Visualization of Prediction Intervals
Let’s try to get an intuitive visualization of what is happening by taking a selection of observations (e.g. 10) and plotting them with their associated raw prediction intervals straight from the conditional quantile regression and the conformalized equivalents.
# Plotting sample of some observations
# Let's put everything in a DF first
df_to_plot = pd.DataFrame(data={
'y_test': y_test,
'preds_test_lower': preds_test_lower,
'preds_test_upper': preds_test_upper,
'preds_test_lower_conformal': preds_test_lower_conf,
'preds_test_upper_conformal': preds_test_upper_conf
}, index=y_test.index)
# Then, sample some observations (10)
n_sample = 10
preds_test_sample = (df_to_plot.sample(n_sample,
random_state=seed)
.reset_index()) # reset_index, it makes plot cleaner
# Plotting
plt.figure(figsize=(20, 10))
# Plotting the PIs with vertical lines and whiskers
# For raw prediction intervals
plt.errorbar(x=preds_test_sample.index - 0.01, # small adjustment to not have the 2 bars overlap perfectly
y=(preds_test_sample['preds_test_lower'] + preds_test_sample['preds_test_upper']) / 2, # "midpoint of the PI"

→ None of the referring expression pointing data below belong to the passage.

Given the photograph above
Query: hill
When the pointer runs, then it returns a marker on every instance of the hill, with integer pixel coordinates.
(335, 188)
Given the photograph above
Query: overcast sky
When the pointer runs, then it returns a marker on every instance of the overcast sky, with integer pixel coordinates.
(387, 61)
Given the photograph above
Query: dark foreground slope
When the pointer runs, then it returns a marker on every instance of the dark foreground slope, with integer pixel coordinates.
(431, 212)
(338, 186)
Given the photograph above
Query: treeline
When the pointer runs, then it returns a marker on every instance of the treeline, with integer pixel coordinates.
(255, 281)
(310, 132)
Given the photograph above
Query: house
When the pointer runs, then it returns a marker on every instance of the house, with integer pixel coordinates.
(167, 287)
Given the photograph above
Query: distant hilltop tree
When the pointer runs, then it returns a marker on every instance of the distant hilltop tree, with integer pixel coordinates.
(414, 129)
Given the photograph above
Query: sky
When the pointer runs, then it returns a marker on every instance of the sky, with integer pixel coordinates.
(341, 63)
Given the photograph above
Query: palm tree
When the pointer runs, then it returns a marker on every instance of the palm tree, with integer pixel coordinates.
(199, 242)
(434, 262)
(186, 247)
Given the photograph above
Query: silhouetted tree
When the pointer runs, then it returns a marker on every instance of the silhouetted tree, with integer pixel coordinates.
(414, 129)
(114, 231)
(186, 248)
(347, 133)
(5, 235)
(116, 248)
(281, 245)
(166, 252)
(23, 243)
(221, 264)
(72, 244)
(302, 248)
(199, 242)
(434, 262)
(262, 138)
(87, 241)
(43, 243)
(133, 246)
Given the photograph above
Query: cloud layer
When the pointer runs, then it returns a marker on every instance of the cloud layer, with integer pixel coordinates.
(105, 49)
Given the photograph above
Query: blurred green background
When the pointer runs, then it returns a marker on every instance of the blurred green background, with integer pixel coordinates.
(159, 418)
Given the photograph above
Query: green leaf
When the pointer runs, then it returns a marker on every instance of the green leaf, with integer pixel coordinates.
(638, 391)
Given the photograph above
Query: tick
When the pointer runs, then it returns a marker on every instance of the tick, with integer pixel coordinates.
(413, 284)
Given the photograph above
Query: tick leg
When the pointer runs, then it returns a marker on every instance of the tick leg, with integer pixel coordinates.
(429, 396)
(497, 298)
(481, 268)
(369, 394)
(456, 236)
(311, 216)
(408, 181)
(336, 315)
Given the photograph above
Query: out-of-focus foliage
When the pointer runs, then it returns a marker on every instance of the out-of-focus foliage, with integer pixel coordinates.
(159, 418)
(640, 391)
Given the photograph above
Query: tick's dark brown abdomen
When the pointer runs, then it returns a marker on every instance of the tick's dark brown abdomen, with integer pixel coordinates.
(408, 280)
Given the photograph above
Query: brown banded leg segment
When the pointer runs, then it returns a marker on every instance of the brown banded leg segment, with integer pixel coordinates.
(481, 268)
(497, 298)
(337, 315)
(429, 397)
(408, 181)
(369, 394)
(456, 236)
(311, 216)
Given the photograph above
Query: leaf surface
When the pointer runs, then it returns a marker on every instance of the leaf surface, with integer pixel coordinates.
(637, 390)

yerr=[(preds_test_sample['preds_test_upper'] - preds_test_sample['preds_test_lower']) / 2], # half the width around the point
fmt=' ', color='lightblue', ecolor='cadetblue', elinewidth=3, capsize=5, capthick=2, alpha=0.7,
label='Raw Prediction Interval')
# For conformal prediction intervals
plt.errorbar(x=preds_test_sample.index + 0.01, # small adjustment to not have the 2 bars overlap perfectly
y=(preds_test_sample['preds_test_lower_conformal'] + preds_test_sample['preds_test_upper_conformal']) / 2, # "midpoint of the PI"
yerr=[(preds_test_sample['preds_test_upper_conformal'] - preds_test_sample['preds_test_lower_conformal']) / 2], # half the width around the point
fmt=' ', color='lightcoral', ecolor='salmon', elinewidth=3, capsize=5, capthick=2, alpha=0.7,
label='Conformal Prediction Interval')
# Plot true target values
plt.plot(preds_test_sample.index, preds_test_sample['y_test'], 'X', markersize=10, color='darkslategray', label='True target value')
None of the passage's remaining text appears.